In the first instance, why the heck would Kerry's people be talking to the Rightwing Nutso Reactionaries over at the American Spectator? Had the New Republic run the piece, or the Boston Herald, then perhaps there would be something there. But the Spectator? Those guys ran the Arkansas Project, for gods sake!In the Drudge instance, do you think anyone in the Dean camp would waste his or her breath talking to that slimeball? Yeah, and Karl Rove calls me up to fill me in on Bush's game plan for 2004.
And in any case, why the heck would Dean be worried about the DNC or McAuliffe? And who in that camp would be so stupid as to think that a NH victory would give Dean the power to strip McAuliffe of his position? And regardless of any hostility toward McAuliffe, do you think the Deanies are stupid enough to create dissension and disorder within the party so close to a presidential election?
Jeez. As I said, consider the source when reading about Dean or any other Democrat. The jokers on the Right don't have our interests at heart -- they speak for the enemy. EVERYTHING they write is designed to further the GOP's ascendancy.
Josh Marshall follows up on the Drudge story
How exactly is Dean going to clean house after -- presumably -- winning the New Hampshire primary? Even though a presidential nominee controls the party apparatus after he gets the nomination, there are a number of reasons why they seldom install their own chairman at the DNC before even winning the presidency. But they certainly don't -- or rather can't -- fire the chairman of the party during the middle of the primary campaign.Why?
Basically for the same reasons that I've so far refrained from firing New York Times Executive Editor Joe Lelyveld or the fact checker of Ann Coulter's ridiculous new book Treason (of which we'll be saying more soon): because I can't.
Let the games begin.
I was reminded tonight of Aaron Feuerstein by a profile on 60 Minutes about the 3rd generation owner of Malden Mills of Lawrence, MA. Six years ago, the mill burned to the ground, and Mr Feuerstein rebuilt the mill on the same spot, and paid his employees out of his own pocket while they got the business up and running again. This is a man who has done the right thing at every turn and was rewarded by having to declare bankruptcy. Malden Mills is set to emerge from bankruptcy, but unless Mr Feuerstein can raise approximately 90 million dollars by the end of the summer Malden Mills will be largly owned by creditors, who almost certainly won't be as interested in running the company in the current manner. Support Mr Feuerstein and Malden Mills by taking the 'Polartec Promise' and buy some Polartec gear (which was invented by Malden Mills) in the coming weeks. Dont' let virtue - especially in today's business world - go unrewarded. Put up or shut up and pass the word along.

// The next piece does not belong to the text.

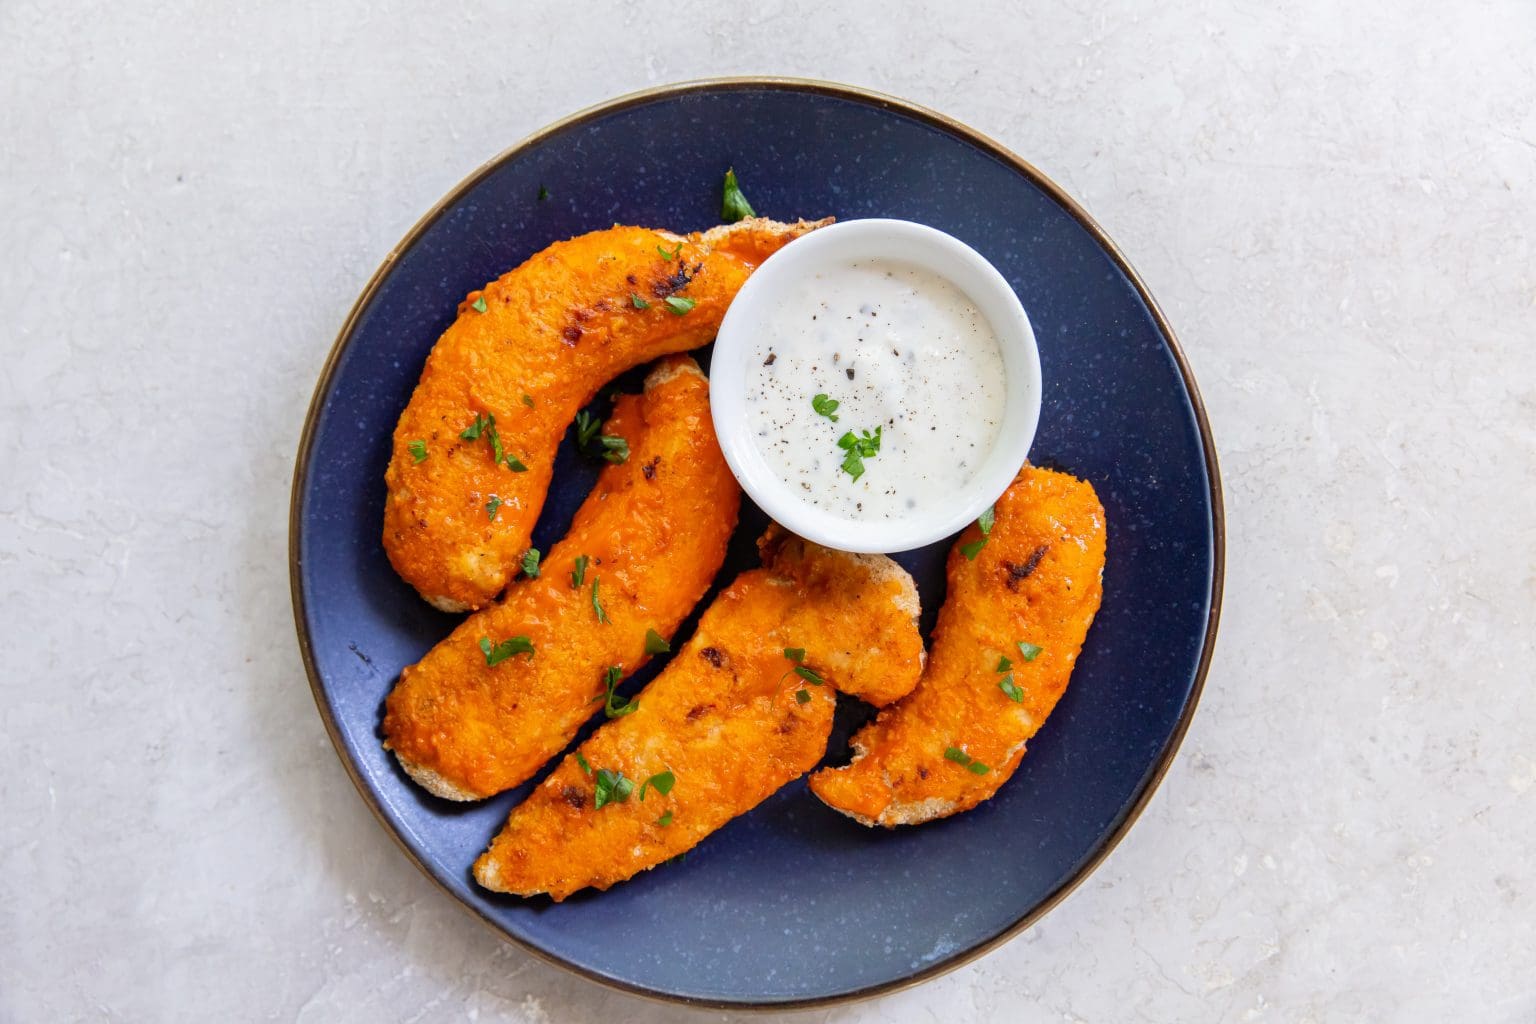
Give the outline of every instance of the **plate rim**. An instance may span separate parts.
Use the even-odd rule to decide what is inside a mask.
[[[1157,759],[1151,769],[1138,784],[1138,791],[1130,805],[1115,821],[1104,837],[1100,839],[1098,846],[1091,850],[1087,858],[1080,864],[1072,875],[1063,881],[1056,889],[1052,890],[1045,899],[1023,914],[1018,920],[1004,928],[997,935],[983,942],[979,942],[968,949],[950,956],[944,960],[929,964],[919,970],[895,978],[890,981],[875,985],[866,985],[848,992],[835,993],[826,996],[812,996],[803,999],[780,1000],[736,1000],[698,998],[679,995],[661,989],[647,988],[636,985],[619,978],[609,977],[592,971],[580,964],[572,963],[547,950],[540,949],[534,944],[510,934],[498,925],[494,920],[482,913],[476,907],[460,899],[458,894],[449,889],[422,862],[416,853],[401,838],[398,830],[391,823],[388,815],[378,799],[369,789],[366,781],[358,770],[356,763],[347,751],[342,740],[341,731],[331,714],[330,706],[325,699],[324,688],[320,678],[320,672],[315,663],[314,649],[309,635],[309,627],[306,621],[306,605],[304,600],[304,588],[302,583],[303,562],[300,557],[299,536],[304,519],[303,485],[309,475],[310,456],[314,447],[315,432],[319,425],[321,413],[324,410],[325,396],[329,393],[336,375],[341,357],[352,342],[352,336],[357,328],[358,320],[369,303],[372,302],[385,277],[394,268],[395,262],[400,256],[420,241],[421,236],[436,223],[443,213],[461,199],[466,193],[474,189],[491,173],[500,168],[508,160],[522,154],[525,150],[539,145],[546,139],[566,129],[584,124],[600,117],[618,113],[631,107],[641,106],[656,100],[672,99],[691,93],[703,92],[738,92],[752,89],[771,89],[781,92],[810,93],[812,95],[830,96],[837,99],[863,103],[865,105],[885,108],[886,110],[902,114],[919,123],[932,128],[937,128],[945,134],[954,136],[963,142],[967,142],[982,152],[992,156],[999,162],[1018,171],[1028,179],[1035,187],[1039,188],[1060,206],[1073,220],[1092,236],[1093,240],[1101,246],[1110,259],[1120,269],[1136,290],[1141,301],[1145,303],[1147,310],[1152,315],[1159,332],[1167,342],[1168,349],[1173,356],[1174,364],[1178,368],[1179,376],[1183,380],[1184,389],[1189,396],[1190,407],[1194,412],[1195,427],[1200,435],[1200,446],[1205,458],[1206,479],[1210,486],[1211,496],[1211,590],[1210,607],[1206,618],[1205,636],[1201,644],[1199,663],[1195,667],[1194,683],[1190,688],[1189,697],[1179,715],[1172,733],[1158,752]],[[842,1006],[850,1003],[861,1002],[878,996],[889,995],[904,989],[912,988],[923,982],[931,981],[941,975],[948,974],[966,964],[972,963],[993,950],[999,948],[1010,940],[1016,938],[1025,929],[1035,924],[1046,914],[1050,913],[1065,900],[1087,878],[1098,870],[1106,858],[1112,853],[1121,841],[1130,832],[1131,827],[1140,819],[1142,812],[1146,810],[1152,795],[1162,784],[1164,776],[1177,757],[1179,748],[1183,744],[1184,737],[1189,731],[1190,723],[1194,720],[1195,711],[1200,704],[1200,698],[1205,690],[1206,675],[1210,670],[1211,658],[1215,651],[1217,627],[1221,621],[1222,596],[1226,576],[1226,511],[1222,495],[1221,472],[1216,457],[1216,445],[1211,435],[1210,421],[1206,416],[1205,403],[1200,396],[1199,386],[1195,382],[1193,372],[1185,359],[1184,350],[1179,345],[1178,337],[1174,334],[1173,326],[1163,315],[1162,309],[1152,297],[1141,276],[1136,273],[1134,267],[1126,259],[1114,241],[1099,226],[1098,222],[1089,215],[1075,199],[1073,199],[1060,185],[1056,184],[1047,175],[1042,173],[1029,161],[1001,145],[990,137],[982,134],[970,126],[961,123],[936,110],[904,100],[886,93],[866,89],[861,86],[847,85],[839,82],[826,81],[812,78],[795,78],[776,75],[738,75],[716,78],[696,78],[680,82],[672,82],[665,85],[640,89],[635,92],[624,93],[598,103],[591,104],[576,112],[553,121],[544,127],[525,135],[517,142],[503,149],[479,167],[471,171],[463,180],[451,188],[436,203],[434,203],[420,219],[408,230],[404,237],[385,255],[377,270],[368,278],[357,300],[352,304],[346,319],[342,322],[341,329],[336,334],[336,340],[331,344],[330,352],[326,355],[325,362],[321,364],[320,376],[315,383],[315,390],[310,398],[308,411],[304,416],[304,427],[299,434],[298,453],[294,461],[293,485],[289,496],[288,505],[288,585],[290,597],[293,603],[294,627],[298,633],[299,653],[304,662],[304,672],[309,679],[310,695],[314,698],[315,706],[320,712],[320,719],[325,725],[326,735],[330,737],[331,747],[335,751],[337,759],[341,761],[346,770],[347,777],[352,780],[352,785],[362,797],[363,803],[373,813],[375,820],[383,828],[385,834],[394,841],[400,851],[413,864],[418,871],[426,876],[438,890],[447,896],[456,906],[470,914],[481,924],[489,928],[504,942],[510,942],[523,952],[529,954],[543,963],[550,964],[569,971],[578,977],[596,982],[599,985],[623,992],[628,995],[640,996],[655,1002],[667,1005],[681,1005],[701,1009],[718,1010],[742,1010],[778,1012],[789,1010],[824,1009],[834,1006]]]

As a dozen people marched toward Dana Place wearing Dean for President T-shirts and carrying Dean for America signs, Rove told a companion, " 'Heh, heh, heh. Yeah, that's the one we want,' " according to Daniel J. Weiss, an environmental consultant, who was standing nearby. " 'How come no one is cheering for Dean?' "Then, Weiss said, Rove exhorted the marchers and the parade audience: " 'Come on, everybody! Go, Howard Dean!' "
Who is Karl Rove scared of?
[via Untelevised]
The Colorado Avalanche has signed unrestricted free agents Paul Kariya and Teemu Selanne to one-year contracts, the Associated Press learned Thursday.
This is an unbelievable deal. Kariya agreed to a 1.2 million dollar contract. We get one of the greatest hockey duos ever for 7 million dollars. All Praise Pierre.
In the words of Adrian Dater of the Denver Post:
The Avalanche's power play figures to be fearsome, perhaps one of the greatest combinations of talent in NHL history. Rob Blake and Derek Morris should man the points (although Kariya has done the same in the past with Anaheim) and Colorado will have a choice of Forsberg, Selanne, Kariya, Sakic and Hejduk down low for their rotation of three forwards.Unbelievable, indeed.